Все-таки я дождался Юльку. В резиновых сапожках, она торопливо шла к дому, глядя под ноги, и, когда я окликнул ее и показал на грибы, которые лежали на скамейке, она улыбнулась нервно, сказала:
— О-о-о, какие!
И, не задерживаясь, поднялась на террасу. Я был зол на нее, точно она обокрала меня. Я собрал все свои грибы, донес их до террасы и окликнул Юльку.
— Посмотрите, — сказал я ей, когда она вышла, — разве вы когда-нибудь находили такие? И знаете, где я их нашел?
Я смотрел на нее и улыбался, хотя все дрожало во мне.
— Примерно, — сказала она.
— То есть как — примерно?
— Вы были похожи на жулика, — сказала она. — Там, на поляне…
Она сказала это и покраснела, потому что ей, наверно, стало стыдно за меня. Но она была великодушна и добавила с улыбкой:
— Когда собирали грибы, когда подкрадывались… И когда улизнули… Странно!
— Ну да, — сказал я, чувствуя, что не хватает воздуха. — Ну да… Там как раз… Там я наступил на гриб и… боялся, что еще раздавлю.
— Чудесные грибы, — сказала она.
— Да, — сказал я. — И пахнут особенно… Белый гриб, он особенный… Запах у него… особенный…
Пристыженный и злой, я унес эти пахучие грибы в свою комнату, бросил их на кухонный столик и выругался беззвучно.
Со дня на день я откладывал свой отъезд, рано уходил из дома с этюдником и писал пейзажи. Писал ольху над речкой, свинцовые ее ветви и отражения в воде, писал ржаное поле и крыши, деревни и облака — и был доволен собой.
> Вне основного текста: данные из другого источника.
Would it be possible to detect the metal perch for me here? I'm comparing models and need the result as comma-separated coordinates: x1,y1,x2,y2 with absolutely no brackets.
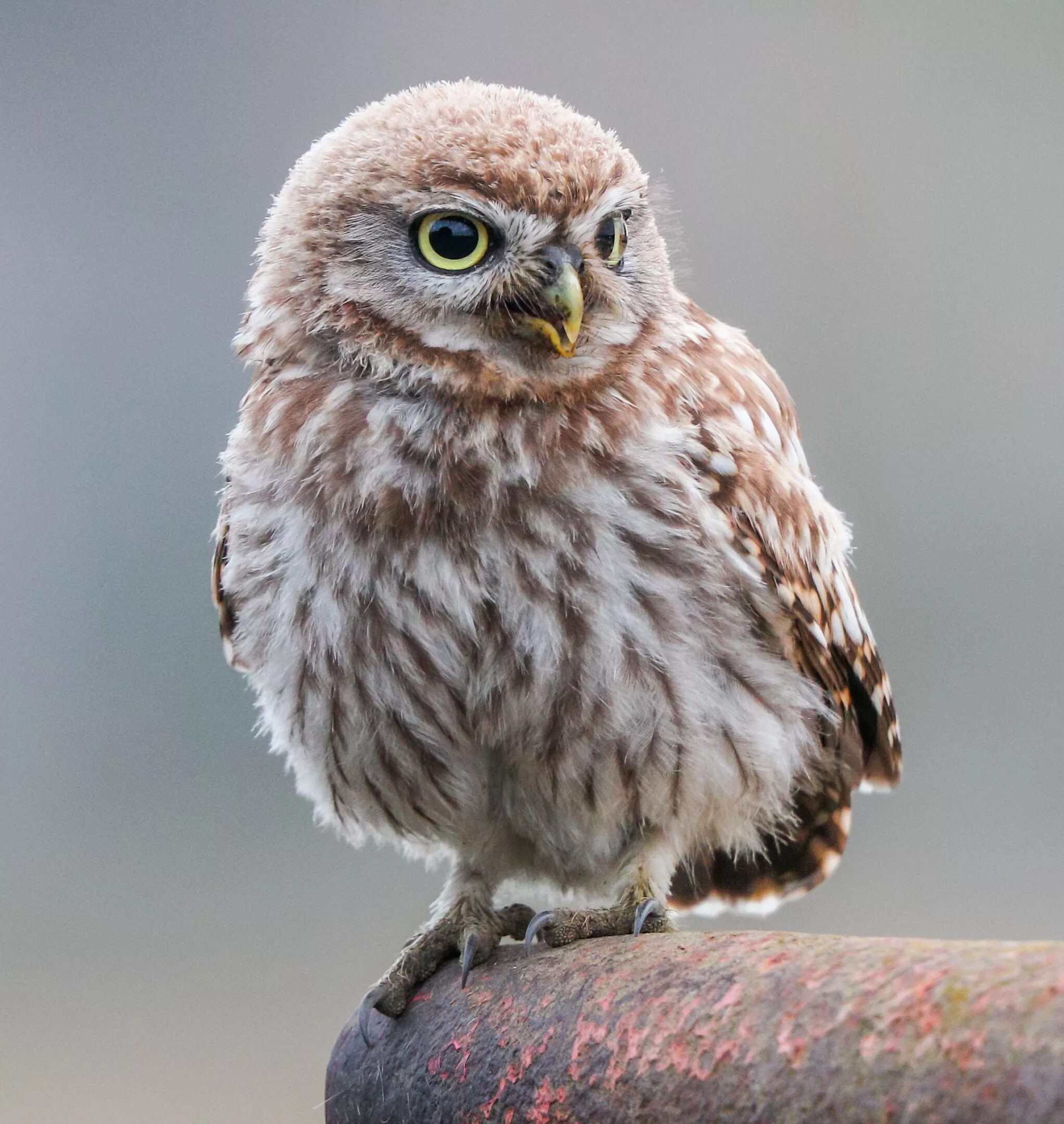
325,933,1064,1124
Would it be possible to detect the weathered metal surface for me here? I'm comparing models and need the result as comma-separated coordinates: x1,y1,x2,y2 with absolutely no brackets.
326,933,1064,1124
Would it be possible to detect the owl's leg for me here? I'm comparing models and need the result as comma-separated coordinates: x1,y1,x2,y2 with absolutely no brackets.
524,864,676,953
359,865,533,1045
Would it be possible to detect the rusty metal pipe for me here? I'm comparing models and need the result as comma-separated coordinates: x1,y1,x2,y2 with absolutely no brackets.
325,933,1064,1124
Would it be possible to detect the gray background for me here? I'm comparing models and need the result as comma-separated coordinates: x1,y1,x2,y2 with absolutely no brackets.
0,0,1064,1124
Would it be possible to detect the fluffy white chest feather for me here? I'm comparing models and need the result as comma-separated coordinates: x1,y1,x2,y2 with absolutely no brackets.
224,377,819,888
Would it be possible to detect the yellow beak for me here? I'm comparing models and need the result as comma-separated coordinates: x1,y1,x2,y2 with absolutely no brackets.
522,262,584,359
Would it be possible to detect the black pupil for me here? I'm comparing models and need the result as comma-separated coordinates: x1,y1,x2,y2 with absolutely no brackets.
596,218,617,258
428,215,480,262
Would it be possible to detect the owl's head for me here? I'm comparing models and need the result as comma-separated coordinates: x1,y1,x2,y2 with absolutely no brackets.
237,81,673,397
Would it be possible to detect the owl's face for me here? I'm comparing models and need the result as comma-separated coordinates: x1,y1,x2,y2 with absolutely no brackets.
245,82,672,393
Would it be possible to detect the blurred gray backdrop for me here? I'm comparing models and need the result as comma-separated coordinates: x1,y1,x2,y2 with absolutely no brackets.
0,0,1064,1124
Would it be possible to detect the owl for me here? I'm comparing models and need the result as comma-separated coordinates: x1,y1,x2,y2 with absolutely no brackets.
214,81,901,1033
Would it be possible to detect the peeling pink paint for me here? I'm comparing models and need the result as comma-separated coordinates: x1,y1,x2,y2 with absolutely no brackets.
327,933,1064,1124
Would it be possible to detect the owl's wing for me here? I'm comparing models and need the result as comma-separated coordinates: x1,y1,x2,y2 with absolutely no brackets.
210,503,239,669
670,314,901,913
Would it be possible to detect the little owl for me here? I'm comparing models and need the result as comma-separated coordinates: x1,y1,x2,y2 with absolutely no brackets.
214,81,901,1033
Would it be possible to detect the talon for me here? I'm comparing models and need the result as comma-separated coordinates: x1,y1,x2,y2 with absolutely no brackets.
632,898,665,936
461,933,480,988
524,909,554,956
359,984,388,1049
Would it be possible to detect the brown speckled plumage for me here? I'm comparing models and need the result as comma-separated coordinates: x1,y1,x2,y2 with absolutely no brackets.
215,82,900,1014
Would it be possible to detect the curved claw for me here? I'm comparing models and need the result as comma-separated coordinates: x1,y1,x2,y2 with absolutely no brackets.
632,898,665,936
359,984,388,1049
461,933,480,988
524,909,554,956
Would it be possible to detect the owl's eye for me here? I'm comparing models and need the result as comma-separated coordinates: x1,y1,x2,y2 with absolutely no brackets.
414,211,490,273
595,213,628,270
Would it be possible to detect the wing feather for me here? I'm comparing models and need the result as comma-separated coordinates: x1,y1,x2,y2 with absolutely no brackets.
670,306,901,913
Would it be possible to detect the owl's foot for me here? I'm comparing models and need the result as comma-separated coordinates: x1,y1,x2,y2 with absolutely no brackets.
524,898,674,953
359,902,533,1045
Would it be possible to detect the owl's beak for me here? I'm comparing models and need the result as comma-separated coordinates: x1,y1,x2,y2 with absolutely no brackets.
521,245,584,359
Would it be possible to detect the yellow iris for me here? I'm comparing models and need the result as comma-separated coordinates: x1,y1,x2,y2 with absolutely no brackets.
417,211,488,273
595,215,628,269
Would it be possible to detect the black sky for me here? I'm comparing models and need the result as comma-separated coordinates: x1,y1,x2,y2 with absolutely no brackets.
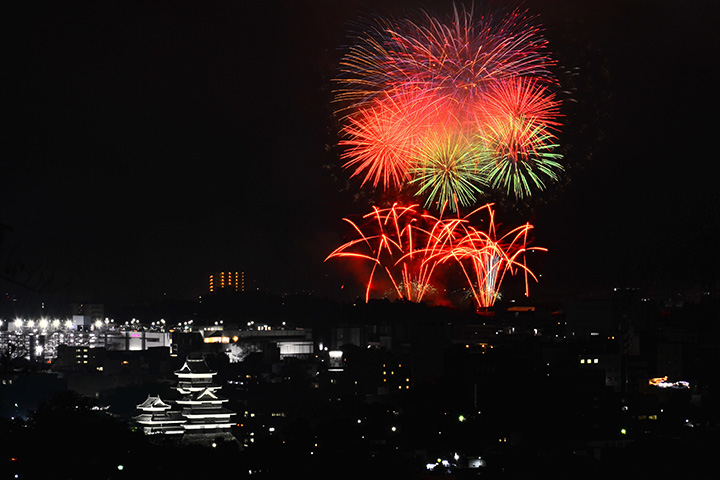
0,0,720,310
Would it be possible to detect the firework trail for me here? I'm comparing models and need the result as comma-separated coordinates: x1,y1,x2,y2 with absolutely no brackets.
325,204,545,307
427,204,547,308
325,204,439,302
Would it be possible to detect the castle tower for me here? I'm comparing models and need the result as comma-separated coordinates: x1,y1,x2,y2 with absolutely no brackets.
175,358,235,438
133,395,187,435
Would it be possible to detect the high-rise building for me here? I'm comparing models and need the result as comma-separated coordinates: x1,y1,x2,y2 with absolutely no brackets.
208,271,245,293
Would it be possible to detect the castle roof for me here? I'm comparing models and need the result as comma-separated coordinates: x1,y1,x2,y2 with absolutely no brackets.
137,395,170,411
175,358,217,376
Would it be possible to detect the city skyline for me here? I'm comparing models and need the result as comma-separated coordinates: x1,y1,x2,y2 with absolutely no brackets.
0,1,720,303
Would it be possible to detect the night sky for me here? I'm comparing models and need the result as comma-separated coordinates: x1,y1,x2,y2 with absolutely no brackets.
0,0,720,312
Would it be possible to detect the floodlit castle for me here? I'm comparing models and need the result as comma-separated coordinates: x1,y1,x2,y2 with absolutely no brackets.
134,358,235,444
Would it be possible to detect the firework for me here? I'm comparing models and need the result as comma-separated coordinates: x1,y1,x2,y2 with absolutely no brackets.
476,79,562,198
409,127,486,211
428,204,546,308
326,204,545,307
336,2,562,209
339,88,432,189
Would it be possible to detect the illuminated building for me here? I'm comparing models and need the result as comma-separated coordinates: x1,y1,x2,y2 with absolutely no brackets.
133,395,186,435
175,358,235,437
208,271,245,293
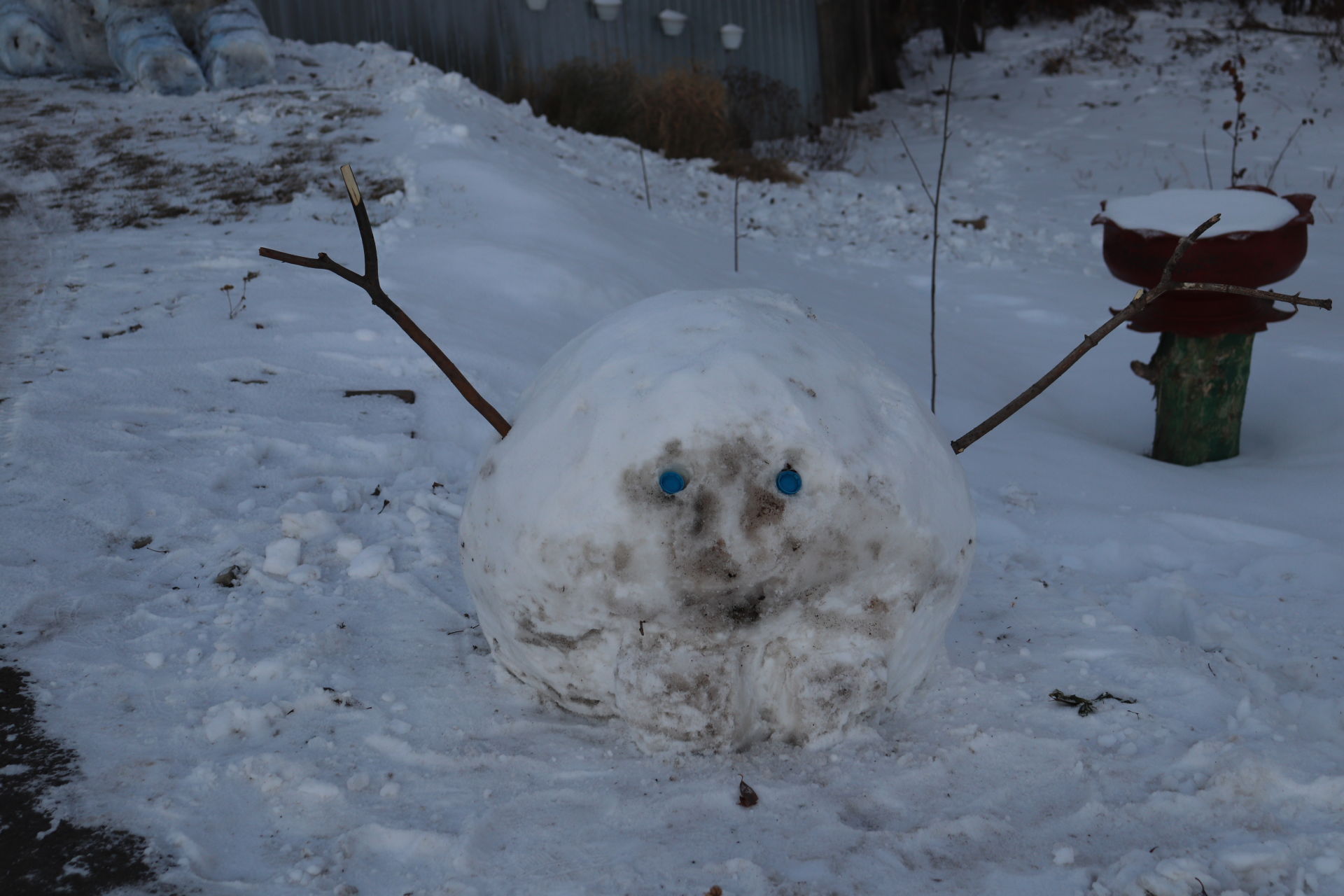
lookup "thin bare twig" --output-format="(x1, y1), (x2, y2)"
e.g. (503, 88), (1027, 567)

Я не думал о своей соседке, избегал теперь встреч, и мне было легко, точно я выздоровел. И только мать Юльки, седая женщина с извечной папироской во рту, смущала меня своим пристальным взглядом и подозрительностью: видно, принимала меня за человека опасного, за возмутителя, так сказать семейного спокойствия и, возможно, презирала меня. А я с ней вежливо здоровался всякий раз и даже говорил порой что-нибудь о погоде, хотя она и не отвечала мне тем же.
Я много работал, пытаясь наверстать упущенное, у меня скопились удачные этюды, и я подумывал о выставке, которую можно устроить в институте.
Август подходил к концу, а вместе с ним и мой отпуск. И опять у меня было такое ощущение, что я не успел ничего сделать за короткий месяц, что все опять прошло в спешке и что на будущий год… Я думал о будущем годе, и мне казалось, что именно в том году все будет иначе…
С неясными такими мыслями о будущем я возвращался однажды с этюдов. Уже смеркалось. Я торопился. Впереди еще был глубокий овраг, заросший бузиной. Овраг этот и днем бывал мрачен, а в сумерках он мне казался бездонной пропастью, вместилищем всех земных гадов. И несло оттуда колодезным холодом. Я возвращался лесом. Дул прохладный и сырой ветер. Я долго сидел над рекою, и теперь на ветру меня знобило. Было тревожно на душе. Я мечтал добраться скорее до дома, согреть чаю и напиться горячего. Мерклый лес шумел угрюмо и монотонно. После дождя дорога была скользкой, и идти было трудно.